Video Anomaly Detection via Spatio-Temporal Pseudo-Anomaly Generation : A Unified Approach
Ayush K. Rai, Tarun Krishna, Feiyan Hu, Alexandru Drimbarean, Kevin McGuinness, Alan F. Smeaton, Noel E. O'Connor
TL;DR
This work tackles video anomaly detection under open-set conditions by generating generic spatio-temporal pseudo-anomalies without dataset-specific priors. It leverages a pre-trained Latent Diffusion Model to create spatial PAs via inpainting and applies mixup to optical-flow patches for temporal PAs, combined with a ViFi-CLIP-based semantic discriminator to capture semantic inconsistency. A unified OCC framework jointly estimates reconstruction quality, temporal irregularity, and semantic inconsistency through two 3D-CNN autoencoders and a semantic discriminator, with an aggregated anomaly score across three indicators. Experiments on Ped2, Avenue, ShanghaiTech, and UBnormal show competitive performance to state-of-the-art methods and evidence of transferability of PAs across datasets, highlighting robustness and generalization of the approach.
Abstract
Video Anomaly Detection (VAD) is an open-set recognition task, which is usually formulated as a one-class classification (OCC) problem, where training data is comprised of videos with normal instances while test data contains both normal and anomalous instances. Recent works have investigated the creation of pseudo-anomalies (PAs) using only the normal data and making strong assumptions about real-world anomalies with regards to abnormality of objects and speed of motion to inject prior information about anomalies in an autoencoder (AE) based reconstruction model during training. This work proposes a novel method for generating generic spatio-temporal PAs by inpainting a masked out region of an image using a pre-trained Latent Diffusion Model and further perturbing the optical flow using mixup to emulate spatio-temporal distortions in the data.
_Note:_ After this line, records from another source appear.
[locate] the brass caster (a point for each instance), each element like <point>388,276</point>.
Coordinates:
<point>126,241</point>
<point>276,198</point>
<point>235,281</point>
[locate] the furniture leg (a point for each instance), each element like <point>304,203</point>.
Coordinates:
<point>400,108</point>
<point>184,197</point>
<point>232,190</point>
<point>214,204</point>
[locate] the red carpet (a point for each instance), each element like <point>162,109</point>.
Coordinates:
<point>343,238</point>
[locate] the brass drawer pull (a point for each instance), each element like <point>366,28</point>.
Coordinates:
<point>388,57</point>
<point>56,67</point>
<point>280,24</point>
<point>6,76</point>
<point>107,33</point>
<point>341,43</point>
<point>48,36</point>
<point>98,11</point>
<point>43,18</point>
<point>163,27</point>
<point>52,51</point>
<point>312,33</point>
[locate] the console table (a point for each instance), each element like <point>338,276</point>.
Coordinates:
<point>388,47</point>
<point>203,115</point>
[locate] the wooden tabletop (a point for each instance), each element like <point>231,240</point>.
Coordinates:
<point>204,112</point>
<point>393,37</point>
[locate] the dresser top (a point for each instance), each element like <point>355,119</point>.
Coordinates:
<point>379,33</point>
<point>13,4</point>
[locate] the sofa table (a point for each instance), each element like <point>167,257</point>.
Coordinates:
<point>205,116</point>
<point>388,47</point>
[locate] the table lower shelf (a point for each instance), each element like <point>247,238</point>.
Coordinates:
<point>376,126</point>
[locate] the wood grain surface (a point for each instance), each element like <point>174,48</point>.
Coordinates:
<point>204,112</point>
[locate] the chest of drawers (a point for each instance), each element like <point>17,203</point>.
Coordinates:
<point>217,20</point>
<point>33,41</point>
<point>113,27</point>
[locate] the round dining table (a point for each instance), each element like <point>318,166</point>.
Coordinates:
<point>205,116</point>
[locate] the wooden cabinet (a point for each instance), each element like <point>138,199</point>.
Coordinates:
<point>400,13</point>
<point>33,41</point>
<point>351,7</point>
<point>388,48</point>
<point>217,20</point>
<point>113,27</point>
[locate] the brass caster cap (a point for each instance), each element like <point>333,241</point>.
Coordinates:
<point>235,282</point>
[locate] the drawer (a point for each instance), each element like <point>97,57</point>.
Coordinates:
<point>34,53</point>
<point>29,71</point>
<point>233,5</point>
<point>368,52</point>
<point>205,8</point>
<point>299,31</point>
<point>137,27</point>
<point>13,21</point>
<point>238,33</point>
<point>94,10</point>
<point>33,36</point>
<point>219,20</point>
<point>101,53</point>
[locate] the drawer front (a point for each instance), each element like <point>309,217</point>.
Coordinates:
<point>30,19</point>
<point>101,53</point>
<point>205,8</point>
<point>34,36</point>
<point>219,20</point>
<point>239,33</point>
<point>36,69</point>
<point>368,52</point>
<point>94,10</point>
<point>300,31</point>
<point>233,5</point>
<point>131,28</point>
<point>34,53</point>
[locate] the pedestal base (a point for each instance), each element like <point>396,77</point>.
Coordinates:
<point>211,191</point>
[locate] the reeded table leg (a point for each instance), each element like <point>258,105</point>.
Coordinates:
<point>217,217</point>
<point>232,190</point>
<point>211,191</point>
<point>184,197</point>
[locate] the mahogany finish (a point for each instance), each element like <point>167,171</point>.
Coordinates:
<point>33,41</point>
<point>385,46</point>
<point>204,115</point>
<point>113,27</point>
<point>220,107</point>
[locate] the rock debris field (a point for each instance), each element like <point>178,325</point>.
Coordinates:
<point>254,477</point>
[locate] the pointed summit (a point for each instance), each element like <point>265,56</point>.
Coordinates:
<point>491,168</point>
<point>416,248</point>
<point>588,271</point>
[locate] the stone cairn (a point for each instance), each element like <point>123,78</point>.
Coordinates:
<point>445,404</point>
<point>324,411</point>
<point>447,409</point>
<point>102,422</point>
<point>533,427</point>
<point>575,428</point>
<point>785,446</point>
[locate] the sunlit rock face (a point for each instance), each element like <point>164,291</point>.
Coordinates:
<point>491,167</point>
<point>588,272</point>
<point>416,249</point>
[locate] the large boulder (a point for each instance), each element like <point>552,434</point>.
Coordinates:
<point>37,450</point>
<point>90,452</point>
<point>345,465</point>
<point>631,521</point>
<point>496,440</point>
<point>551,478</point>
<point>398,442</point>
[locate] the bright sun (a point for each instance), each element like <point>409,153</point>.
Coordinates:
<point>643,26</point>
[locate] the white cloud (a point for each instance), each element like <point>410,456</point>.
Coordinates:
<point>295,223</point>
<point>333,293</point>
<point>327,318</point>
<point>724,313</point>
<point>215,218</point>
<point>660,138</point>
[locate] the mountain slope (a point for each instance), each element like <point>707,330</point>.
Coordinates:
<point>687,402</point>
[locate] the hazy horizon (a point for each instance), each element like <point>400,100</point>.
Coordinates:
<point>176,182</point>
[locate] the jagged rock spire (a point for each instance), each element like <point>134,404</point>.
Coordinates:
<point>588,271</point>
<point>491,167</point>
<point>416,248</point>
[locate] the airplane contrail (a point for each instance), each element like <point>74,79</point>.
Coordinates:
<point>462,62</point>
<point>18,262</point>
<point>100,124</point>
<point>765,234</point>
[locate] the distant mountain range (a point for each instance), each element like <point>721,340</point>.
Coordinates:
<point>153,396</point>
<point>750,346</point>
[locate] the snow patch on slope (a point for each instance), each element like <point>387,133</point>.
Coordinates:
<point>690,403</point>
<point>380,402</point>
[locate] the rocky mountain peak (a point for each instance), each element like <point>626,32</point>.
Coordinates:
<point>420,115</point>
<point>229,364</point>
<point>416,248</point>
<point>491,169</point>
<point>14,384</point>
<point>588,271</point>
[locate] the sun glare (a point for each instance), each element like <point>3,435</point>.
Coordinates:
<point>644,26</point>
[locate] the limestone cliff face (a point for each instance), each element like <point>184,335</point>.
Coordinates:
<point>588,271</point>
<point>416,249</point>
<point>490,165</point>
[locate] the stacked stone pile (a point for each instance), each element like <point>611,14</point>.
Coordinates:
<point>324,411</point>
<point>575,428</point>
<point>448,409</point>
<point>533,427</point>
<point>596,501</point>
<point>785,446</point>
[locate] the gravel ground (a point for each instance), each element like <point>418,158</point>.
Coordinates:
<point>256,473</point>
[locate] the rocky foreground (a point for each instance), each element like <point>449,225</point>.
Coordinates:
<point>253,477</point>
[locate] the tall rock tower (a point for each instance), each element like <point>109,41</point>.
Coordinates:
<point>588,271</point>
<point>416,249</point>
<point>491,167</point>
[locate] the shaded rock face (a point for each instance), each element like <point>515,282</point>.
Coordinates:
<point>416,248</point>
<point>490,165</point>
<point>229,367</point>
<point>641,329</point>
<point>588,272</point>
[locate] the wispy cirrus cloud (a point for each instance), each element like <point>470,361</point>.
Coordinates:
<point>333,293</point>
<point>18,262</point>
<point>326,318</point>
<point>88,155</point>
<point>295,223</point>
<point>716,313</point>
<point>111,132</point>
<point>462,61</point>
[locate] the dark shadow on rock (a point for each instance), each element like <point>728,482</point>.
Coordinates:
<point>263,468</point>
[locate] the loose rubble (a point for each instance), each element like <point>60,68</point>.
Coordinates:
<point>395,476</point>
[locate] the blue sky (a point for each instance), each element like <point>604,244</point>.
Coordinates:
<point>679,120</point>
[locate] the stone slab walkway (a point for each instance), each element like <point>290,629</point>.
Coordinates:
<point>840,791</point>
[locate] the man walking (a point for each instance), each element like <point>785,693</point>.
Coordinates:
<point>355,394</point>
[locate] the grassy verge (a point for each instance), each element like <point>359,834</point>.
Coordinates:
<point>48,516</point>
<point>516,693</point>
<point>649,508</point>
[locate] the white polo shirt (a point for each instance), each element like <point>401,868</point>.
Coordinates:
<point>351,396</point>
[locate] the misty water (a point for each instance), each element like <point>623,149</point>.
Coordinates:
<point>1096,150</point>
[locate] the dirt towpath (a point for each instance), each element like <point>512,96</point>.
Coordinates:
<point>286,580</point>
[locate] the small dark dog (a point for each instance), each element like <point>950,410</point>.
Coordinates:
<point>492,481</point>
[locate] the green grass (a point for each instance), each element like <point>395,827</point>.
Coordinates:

In addition, we present a simple unified framework to detect real-world anomalies under the OCC setting by learning three types of anomaly indicators, namely reconstruction quality, temporal irregularity and semantic inconsistency. Extensive experiments on four VAD benchmark datasets namely Ped2, Avenue, ShanghaiTech and UBnormal demonstrate that our method performs on par with other existing state-of-the-art PAs generation and reconstruction based methods under the OCC setting. Our analysis also examines the transferability and generalisation of PAs across these datasets, offering valuable insights by identifying real-world anomalies through PAs.